What are Dall-E, ChatGPT and Bard?

ChatGPT, Dall-E and Bard are popular generative AI interfaces.

 

Dall-E. Trained on a large data set of images and their associated text descriptions, Dall-E is an example of a multimodal AI application that identifies connections across multiple media, such as vision, text and audio. In this case, it connects the meaning of words to visual elements. It was built using OpenAI's GPT implementation in 2021. Dall-E 2, a second, more capable version, was released in 2022. It enables users to generate imagery in multiple styles driven by user prompts.

 

ChatGPT. The AI-powered chatbot that took the world by storm in November 2022 was built on OpenAI's GPT-3.5 implementation. OpenAI has provided a way to interact and fine-tune text responses via a chat interface with interactive feedback. Earlier versions of GPT were only accessible via an API. GPT-4 was released March 14, 2023. ChatGPT incorporates the history of its conversation with a user into its results, simulating a real conversation. After the incredible popularity of the new GPT interface, Microsoft announced a significant new investment into OpenAI and integrated a version of GPT into its Bing search engine.

 

Here is a snapshot of the differences between ChatGPT and Bard.

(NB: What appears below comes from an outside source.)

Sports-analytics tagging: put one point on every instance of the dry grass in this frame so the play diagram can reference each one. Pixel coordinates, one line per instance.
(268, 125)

Bard. Google was another early leader in pioneering transformer AI techniques for processing language, proteins and other types of content. It open sourced some of these models for researchers. However, it never released a public interface for these models. Microsoft's decision to implement GPT into Bing drove Google to rush to market a public-facing chatbot, Google Bard, built on a lightweight version of its LaMDA family of large language models. Google suffered a significant loss in stock price following Bard's rushed debut after the language model incorrectly said the Webb telescope was the first to discover a planet in a foreign solar system. Meanwhile, Microsoft and ChatGPT implementations also lost face in their early outings due to inaccurate results and erratic behavior. Google has since unveiled a new version of Bard built on its most advanced LLM, PaLM 2, which allows Bard to be more efficient and visual in its response to user queries.

 

What are use cases for generative AI?

Generative AI can be applied in various use cases to generate virtually any kind of content. The technology is becoming more accessible to users of all kinds thanks to cutting-edge breakthroughs like GPT that can be tuned for different applications. Some of the use cases for generative AI include the following:

 

Implementing chatbots for customer service and technical support.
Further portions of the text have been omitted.